INDIANAPOLIS — On Thursday, Downtown Indy, Inc. and other city/community leaders shared the latest trends and information regarding the strength of Downtown Indianapolis during the 2022 State of Downtown.
According to Downtown Indy, Inc., the economy downtown is helping support the entire county's overall tax base. Downtown contributes more than 19% of tax revenue for the city/county from downtown property taxes for Marion County and income tax revenue. Some other notable numbers are below.
- Downtown Indy remains the fastest-growing neighborhood in Marion County. Downtown’s multi-family residential apartment occupancy is at 96.9 percent, indicating continued demand for downtown living.
- 2021 attendance numbers at downtown’s primary attractions/arts and cultural institutions grew 50 percent over 2020, while attendance at sporting events grew 220 percent over 2020 numbers.
- 72 new street-level retail and restaurant businesses opened in 2021.
- Crime downtown continues to decline year over year — a staggering 44 percent lower than in 2016 and 24 percent lower than in 2020.
A link to the report they put together is available here.
Alan Bacon, the co-Founder of GANGGANG, a cultural development firm, is hopeful continued investment in Downtown Indianapolis will turn the city into a destination spot.
"What are some of your favorite places to visit in the country? Nashville, Miami, L.A., New Orleans, New York? Now think about why you like to visit those cities," Bacon said.
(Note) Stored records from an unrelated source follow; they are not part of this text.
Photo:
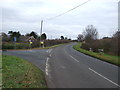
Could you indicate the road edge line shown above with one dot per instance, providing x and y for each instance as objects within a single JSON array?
[{"x": 104, "y": 77}]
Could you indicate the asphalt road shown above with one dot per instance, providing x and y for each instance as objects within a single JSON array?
[{"x": 68, "y": 68}]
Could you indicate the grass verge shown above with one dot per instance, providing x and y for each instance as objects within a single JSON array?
[
  {"x": 105, "y": 57},
  {"x": 42, "y": 48},
  {"x": 18, "y": 73}
]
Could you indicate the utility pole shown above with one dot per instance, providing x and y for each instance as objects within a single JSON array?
[{"x": 41, "y": 31}]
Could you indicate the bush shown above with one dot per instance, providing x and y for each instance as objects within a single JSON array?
[{"x": 15, "y": 46}]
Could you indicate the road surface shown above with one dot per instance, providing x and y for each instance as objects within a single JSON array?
[{"x": 68, "y": 68}]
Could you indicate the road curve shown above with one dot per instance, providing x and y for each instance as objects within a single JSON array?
[{"x": 68, "y": 68}]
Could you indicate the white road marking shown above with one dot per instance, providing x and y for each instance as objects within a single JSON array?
[
  {"x": 104, "y": 77},
  {"x": 46, "y": 69},
  {"x": 74, "y": 58}
]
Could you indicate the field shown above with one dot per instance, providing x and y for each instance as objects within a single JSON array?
[{"x": 18, "y": 73}]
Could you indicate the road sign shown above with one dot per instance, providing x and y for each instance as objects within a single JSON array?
[{"x": 15, "y": 39}]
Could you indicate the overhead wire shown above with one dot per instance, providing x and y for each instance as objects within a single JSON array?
[{"x": 67, "y": 11}]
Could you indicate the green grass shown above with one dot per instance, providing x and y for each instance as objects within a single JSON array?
[
  {"x": 0, "y": 71},
  {"x": 105, "y": 57},
  {"x": 18, "y": 73}
]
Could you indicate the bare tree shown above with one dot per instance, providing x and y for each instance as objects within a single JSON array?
[{"x": 90, "y": 33}]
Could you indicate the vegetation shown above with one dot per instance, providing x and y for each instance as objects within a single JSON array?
[
  {"x": 18, "y": 73},
  {"x": 24, "y": 41},
  {"x": 0, "y": 71},
  {"x": 105, "y": 57}
]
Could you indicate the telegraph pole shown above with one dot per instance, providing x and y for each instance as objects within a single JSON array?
[{"x": 41, "y": 31}]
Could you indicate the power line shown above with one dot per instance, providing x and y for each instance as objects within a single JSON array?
[{"x": 67, "y": 11}]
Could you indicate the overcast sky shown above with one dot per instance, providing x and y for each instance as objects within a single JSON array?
[{"x": 25, "y": 16}]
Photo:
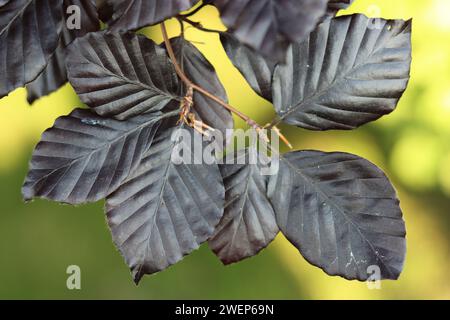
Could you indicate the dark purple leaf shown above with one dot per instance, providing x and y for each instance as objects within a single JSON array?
[
  {"x": 256, "y": 69},
  {"x": 84, "y": 157},
  {"x": 164, "y": 210},
  {"x": 29, "y": 35},
  {"x": 55, "y": 74},
  {"x": 341, "y": 212},
  {"x": 248, "y": 224},
  {"x": 269, "y": 26},
  {"x": 121, "y": 75},
  {"x": 351, "y": 70}
]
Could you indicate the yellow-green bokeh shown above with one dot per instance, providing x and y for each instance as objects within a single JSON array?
[{"x": 412, "y": 145}]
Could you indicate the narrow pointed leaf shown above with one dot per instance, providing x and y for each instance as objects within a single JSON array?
[
  {"x": 199, "y": 70},
  {"x": 164, "y": 210},
  {"x": 135, "y": 14},
  {"x": 84, "y": 157},
  {"x": 55, "y": 74},
  {"x": 351, "y": 70},
  {"x": 121, "y": 75},
  {"x": 248, "y": 224},
  {"x": 341, "y": 212},
  {"x": 256, "y": 69},
  {"x": 29, "y": 35},
  {"x": 269, "y": 26}
]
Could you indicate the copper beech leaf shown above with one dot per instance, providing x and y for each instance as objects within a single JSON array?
[
  {"x": 248, "y": 224},
  {"x": 84, "y": 157},
  {"x": 55, "y": 74},
  {"x": 269, "y": 26},
  {"x": 255, "y": 68},
  {"x": 350, "y": 71},
  {"x": 341, "y": 212},
  {"x": 165, "y": 210},
  {"x": 29, "y": 35},
  {"x": 121, "y": 75}
]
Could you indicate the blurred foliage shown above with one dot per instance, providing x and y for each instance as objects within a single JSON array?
[{"x": 39, "y": 240}]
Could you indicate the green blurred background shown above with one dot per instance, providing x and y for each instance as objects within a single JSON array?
[{"x": 39, "y": 240}]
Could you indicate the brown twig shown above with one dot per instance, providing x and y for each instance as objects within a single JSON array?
[
  {"x": 192, "y": 86},
  {"x": 195, "y": 24}
]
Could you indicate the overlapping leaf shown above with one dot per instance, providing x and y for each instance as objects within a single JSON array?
[
  {"x": 350, "y": 71},
  {"x": 165, "y": 210},
  {"x": 248, "y": 224},
  {"x": 135, "y": 14},
  {"x": 335, "y": 5},
  {"x": 256, "y": 69},
  {"x": 200, "y": 71},
  {"x": 55, "y": 74},
  {"x": 121, "y": 75},
  {"x": 84, "y": 157},
  {"x": 29, "y": 35},
  {"x": 269, "y": 26},
  {"x": 341, "y": 212}
]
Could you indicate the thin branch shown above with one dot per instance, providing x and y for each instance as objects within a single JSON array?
[
  {"x": 192, "y": 86},
  {"x": 196, "y": 25}
]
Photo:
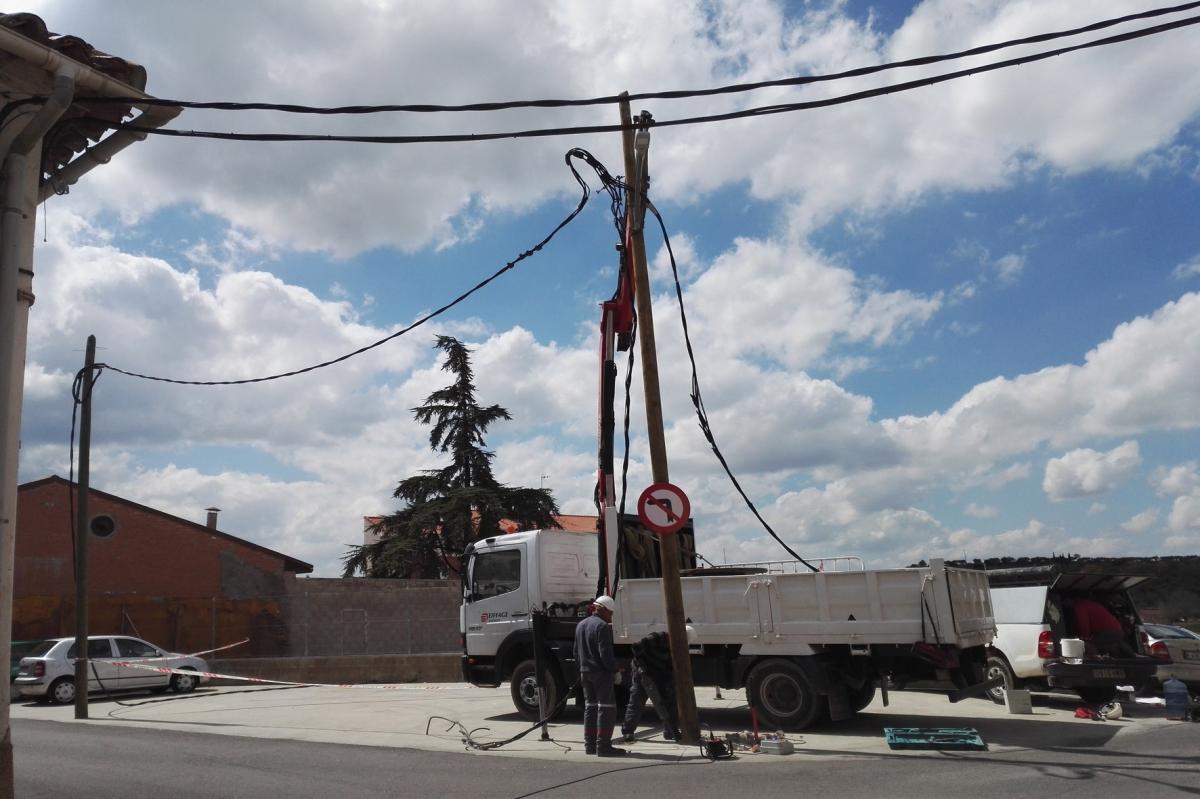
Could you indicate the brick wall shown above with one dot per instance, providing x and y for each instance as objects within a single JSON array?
[{"x": 151, "y": 553}]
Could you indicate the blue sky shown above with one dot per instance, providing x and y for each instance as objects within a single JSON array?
[{"x": 957, "y": 320}]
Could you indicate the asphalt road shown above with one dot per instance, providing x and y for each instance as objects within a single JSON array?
[{"x": 57, "y": 760}]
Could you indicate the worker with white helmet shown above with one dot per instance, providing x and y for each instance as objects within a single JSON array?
[{"x": 598, "y": 670}]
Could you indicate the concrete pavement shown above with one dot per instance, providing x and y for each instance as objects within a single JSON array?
[{"x": 397, "y": 718}]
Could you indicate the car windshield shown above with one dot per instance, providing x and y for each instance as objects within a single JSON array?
[{"x": 1167, "y": 631}]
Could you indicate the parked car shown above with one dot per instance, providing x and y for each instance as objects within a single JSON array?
[
  {"x": 1032, "y": 618},
  {"x": 19, "y": 649},
  {"x": 1176, "y": 644},
  {"x": 48, "y": 671}
]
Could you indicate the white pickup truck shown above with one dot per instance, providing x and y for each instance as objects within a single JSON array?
[
  {"x": 805, "y": 646},
  {"x": 1032, "y": 619}
]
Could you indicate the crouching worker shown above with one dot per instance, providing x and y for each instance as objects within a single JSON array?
[
  {"x": 598, "y": 670},
  {"x": 1099, "y": 629},
  {"x": 652, "y": 679}
]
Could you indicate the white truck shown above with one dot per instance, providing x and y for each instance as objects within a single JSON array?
[
  {"x": 807, "y": 646},
  {"x": 1033, "y": 618}
]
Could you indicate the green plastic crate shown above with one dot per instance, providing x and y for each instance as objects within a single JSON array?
[{"x": 957, "y": 738}]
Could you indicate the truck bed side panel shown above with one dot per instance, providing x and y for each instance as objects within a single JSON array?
[{"x": 889, "y": 606}]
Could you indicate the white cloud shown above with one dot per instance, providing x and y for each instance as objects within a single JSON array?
[
  {"x": 981, "y": 511},
  {"x": 1009, "y": 268},
  {"x": 1187, "y": 269},
  {"x": 1089, "y": 109},
  {"x": 1179, "y": 480},
  {"x": 1141, "y": 522},
  {"x": 1085, "y": 473}
]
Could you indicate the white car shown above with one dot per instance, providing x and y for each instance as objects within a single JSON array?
[
  {"x": 1177, "y": 644},
  {"x": 48, "y": 671}
]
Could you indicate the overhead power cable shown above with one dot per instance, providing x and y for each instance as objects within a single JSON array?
[
  {"x": 697, "y": 400},
  {"x": 678, "y": 94},
  {"x": 586, "y": 193},
  {"x": 762, "y": 110}
]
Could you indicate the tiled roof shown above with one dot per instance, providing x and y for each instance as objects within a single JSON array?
[
  {"x": 21, "y": 79},
  {"x": 289, "y": 563}
]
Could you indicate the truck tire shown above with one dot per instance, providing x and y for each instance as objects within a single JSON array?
[
  {"x": 999, "y": 667},
  {"x": 525, "y": 690},
  {"x": 784, "y": 695}
]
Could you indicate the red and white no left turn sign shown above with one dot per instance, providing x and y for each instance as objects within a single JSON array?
[{"x": 664, "y": 508}]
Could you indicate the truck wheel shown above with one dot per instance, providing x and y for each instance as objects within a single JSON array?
[
  {"x": 999, "y": 667},
  {"x": 525, "y": 690},
  {"x": 1097, "y": 695},
  {"x": 783, "y": 695}
]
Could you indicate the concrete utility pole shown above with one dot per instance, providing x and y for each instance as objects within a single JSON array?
[
  {"x": 31, "y": 70},
  {"x": 637, "y": 178},
  {"x": 82, "y": 532}
]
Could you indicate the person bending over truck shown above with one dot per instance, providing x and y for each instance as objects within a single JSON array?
[
  {"x": 598, "y": 670},
  {"x": 651, "y": 678},
  {"x": 1102, "y": 631}
]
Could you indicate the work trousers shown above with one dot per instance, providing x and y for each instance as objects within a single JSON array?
[
  {"x": 643, "y": 688},
  {"x": 599, "y": 709}
]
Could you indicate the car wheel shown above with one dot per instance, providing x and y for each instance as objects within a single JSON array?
[
  {"x": 783, "y": 695},
  {"x": 999, "y": 667},
  {"x": 525, "y": 690},
  {"x": 1097, "y": 695},
  {"x": 184, "y": 683},
  {"x": 61, "y": 690}
]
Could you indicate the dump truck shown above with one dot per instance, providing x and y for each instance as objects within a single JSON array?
[{"x": 807, "y": 647}]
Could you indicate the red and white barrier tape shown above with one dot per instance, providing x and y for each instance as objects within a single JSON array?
[{"x": 385, "y": 686}]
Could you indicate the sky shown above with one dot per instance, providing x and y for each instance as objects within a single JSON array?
[{"x": 961, "y": 320}]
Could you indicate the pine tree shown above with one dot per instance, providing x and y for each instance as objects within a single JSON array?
[{"x": 447, "y": 509}]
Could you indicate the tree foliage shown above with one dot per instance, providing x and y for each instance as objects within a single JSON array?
[{"x": 445, "y": 509}]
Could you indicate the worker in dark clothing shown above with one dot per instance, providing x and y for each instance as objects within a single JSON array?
[
  {"x": 1102, "y": 631},
  {"x": 598, "y": 671},
  {"x": 651, "y": 678}
]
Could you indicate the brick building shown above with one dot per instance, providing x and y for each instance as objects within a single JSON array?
[{"x": 175, "y": 582}]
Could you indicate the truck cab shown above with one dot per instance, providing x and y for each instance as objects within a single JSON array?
[{"x": 505, "y": 577}]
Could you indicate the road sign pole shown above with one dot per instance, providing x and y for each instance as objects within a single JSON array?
[{"x": 637, "y": 176}]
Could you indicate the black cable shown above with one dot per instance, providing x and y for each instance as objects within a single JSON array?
[
  {"x": 496, "y": 744},
  {"x": 762, "y": 110},
  {"x": 679, "y": 94},
  {"x": 77, "y": 400},
  {"x": 699, "y": 401},
  {"x": 575, "y": 152}
]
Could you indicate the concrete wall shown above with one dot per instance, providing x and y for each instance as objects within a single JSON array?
[
  {"x": 371, "y": 617},
  {"x": 352, "y": 670}
]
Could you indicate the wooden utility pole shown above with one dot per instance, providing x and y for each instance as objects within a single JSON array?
[
  {"x": 82, "y": 532},
  {"x": 637, "y": 179}
]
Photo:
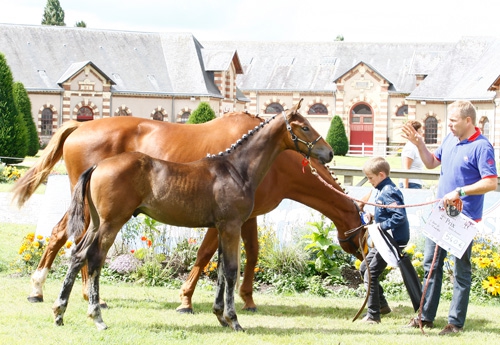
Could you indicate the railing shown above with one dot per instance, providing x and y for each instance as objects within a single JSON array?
[
  {"x": 369, "y": 150},
  {"x": 350, "y": 172}
]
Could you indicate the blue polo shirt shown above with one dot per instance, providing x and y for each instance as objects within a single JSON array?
[{"x": 463, "y": 163}]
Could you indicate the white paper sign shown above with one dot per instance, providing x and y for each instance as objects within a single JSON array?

Bacon says all those cities offer something unique and special — it boils down to the culture.
"Culture is what gives you an identity as a person and as a place," Bacon said. "What would it look like if Indianapolis leaned into culture? What would it look like if Indianapolis leaned further in and deeper into our identity as a city?"
Bacon wants people to continue investing in the thriving arts and music scene. He mentioned the success Downtown Indy had with the In The Mix Program, a strategy to recruit and invest in and/or expand Black-owned businesses Downtown.
Bacon says that strategy brings more culture to the center city. The work hasn't gone unnoticed.
"Our creatives aren't leaving for other cities in droves anymore. They're not leaving. They're leading right here in Indianapolis. The creatives that left are coming back and there's a buzz about Indianapolis," he said. "There's a creative renaissance happening and it's happening right here in Indianapolis."
Bacon believes continued investment in the city's downtown, specifically focusing on culture, will lead to the Circle City becoming a destination spot.